This is just a short post about what Artificial Intelligence is in very basic terms, in subsequent posts I am going to go into more detail about the actual workings. But for now, I am just going to classify AI and discuss what might be needed to improve on what we already have.
First let’s define what AI is.
It stands for artificial intelligence, and in basic terms is the development of a computer system having the ability to perform tasks normally requiring human intelligence. These are tasks such as visual perception, speech recognition, decision making etc.
AI can also be described as an ‘intelligent agent’ which is any device that perceives its environment and takes action to maximise its success achieving its goals.
The essence of these systems is to acquire heuristic knowledge (that is facts and information) about a situation allowing it to then learn from this data, absorbing what aspects of the data will be correlated to others and thus it can then make predictions on sets of unknown data. This is really quite similar to the way that our own human brains learn to respond to the environment around us:
- We take in data (e.g. this flickering red-orange thing is called fire)

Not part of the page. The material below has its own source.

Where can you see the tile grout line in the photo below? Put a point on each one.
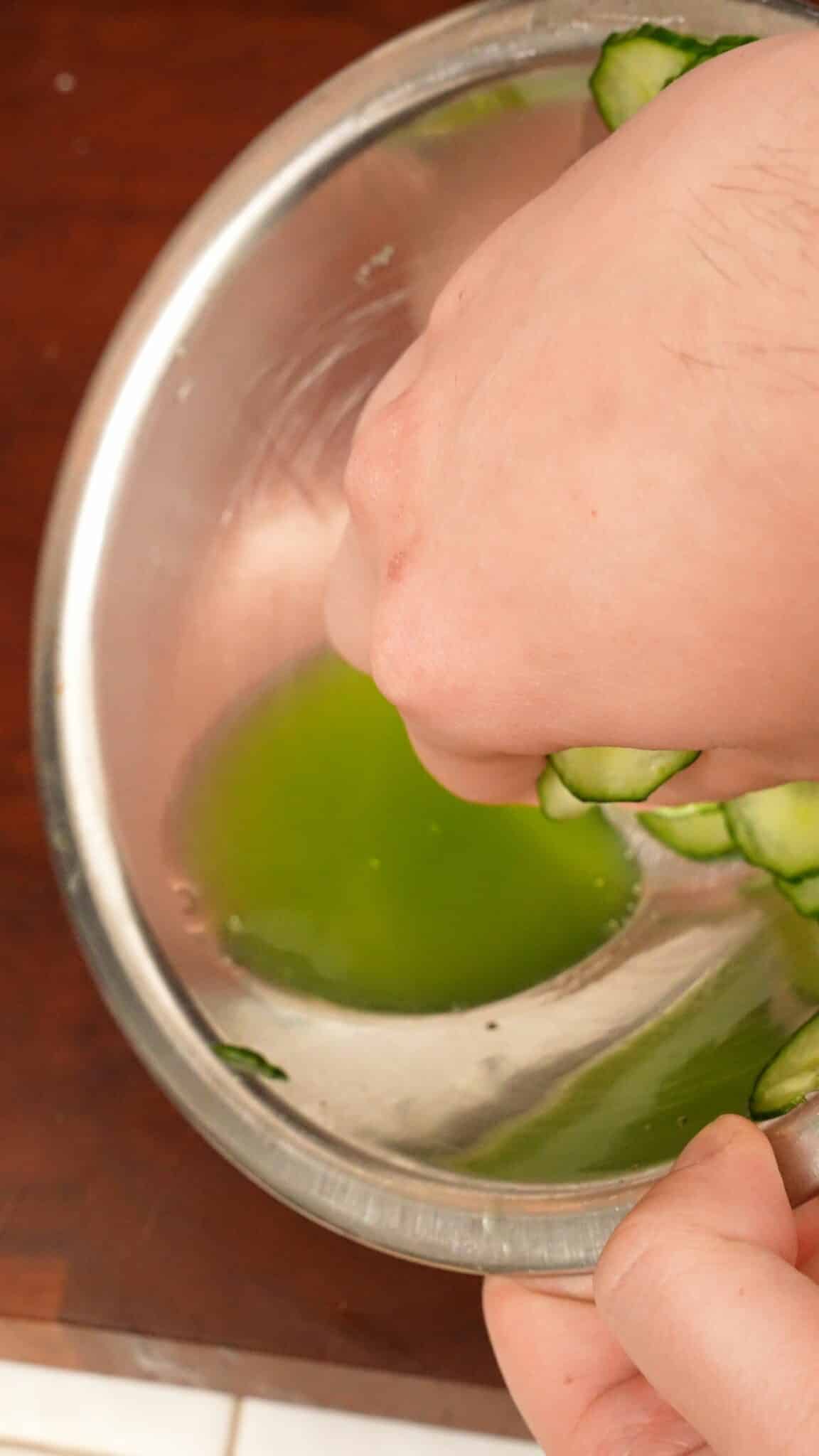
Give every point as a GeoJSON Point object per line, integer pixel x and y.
{"type": "Point", "coordinates": [43, 1449]}
{"type": "Point", "coordinates": [232, 1446]}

- We learn what it represents and what effect it has on the world (it is hot… do not touch)
- When presented with similar data in the future we can predict the outcome without having to actually have the answer (don’t touch fire).
For us, this is clearly quite a simple process to wrap our heads around, but as children we spend those early years trying to learn from the environment, constantly making mistakes and refining our biological algorithms to improve our understanding of the world.
For machines these simple algorithms also wouldn’t be the hardest to compute either, but the problem arises when we try to create machines capable of learning from lots of different data and classifying it into its own network from which it can constantly expand and improve. A network very similar to our own brain. In fact, we only know that such an intelligence may be possible in machines because we ourselves are the embodiment of that vision. We have/are an example of a network of connecting processes that is able to interpret and learn from its environment, thus as some sort of intelligent agent.
It would only make sense to base these artificial intelligences on what we know works – the brain. This has sort of what has been done with the deep learning and machine learning that we current use.
The problem now is that the collaboration between the two fields of neuroscience and AI no longer communicate and learn from each other in a way that would be beneficial for the development of the technology, there seems to be a saddening disparity between the two fields, with each discipline having grown in complexity and thus further apart, coagulating their own boundaries between one another. Obviously there are differences between the two subjects and the practical aspects of building an AI system may not always adhere to biological guidelines, but learning from these (proven to work) guides probably can’t hurt (probably.)
So, currently we are at the stage where we are able to create a system which is specialised to have a very specific range of abilities. This is called narrow AI (or weak AI). A narrow AI may be pretty amazing at recognising objects such as the numbers 1-10, but if you show it a dog it will have no idea. It will confidently try to make a prediction but will most definitely be wrong (like when a child only knows four animals and therefore every animal it sees is bound to be one of these.)
Regardless of the narrowness of the current AI abilities, it is clear that it has accomplished some specialised application in a number of areas:
- Perceiving its environment through “senses”
- Learning and reasoning (e.g IBM’s Deep Blue Chess machine)
- Natural Language Processing (NLP) for speech recognition or translation.
- Controlling machines (such as drones or cars)
The goal in the future will be to improve this narrow AI to the point where a machine would be able to possess a number of these narrower forms of intelligence, perhaps with an increasingly wide range of goals in numerous diverse context (perhaps even beyond the average adult) this may classify as what is known as artificial general intelligence (AGI).
I think that’s enough to conclude on, I will at some point go into the actual workings of our current AI, but for now it’s clear that we have a long way to go to develop this kind of AGI that people think of from science fiction (like Skynet in terminator). I do think that this higher-level intelligence is possible it’s just about how we get there, and I think it really comes down to this collaboration between fields where neuroscientists/computer scientists can study this living specimen of higher intellect and try to transfer it in a machine.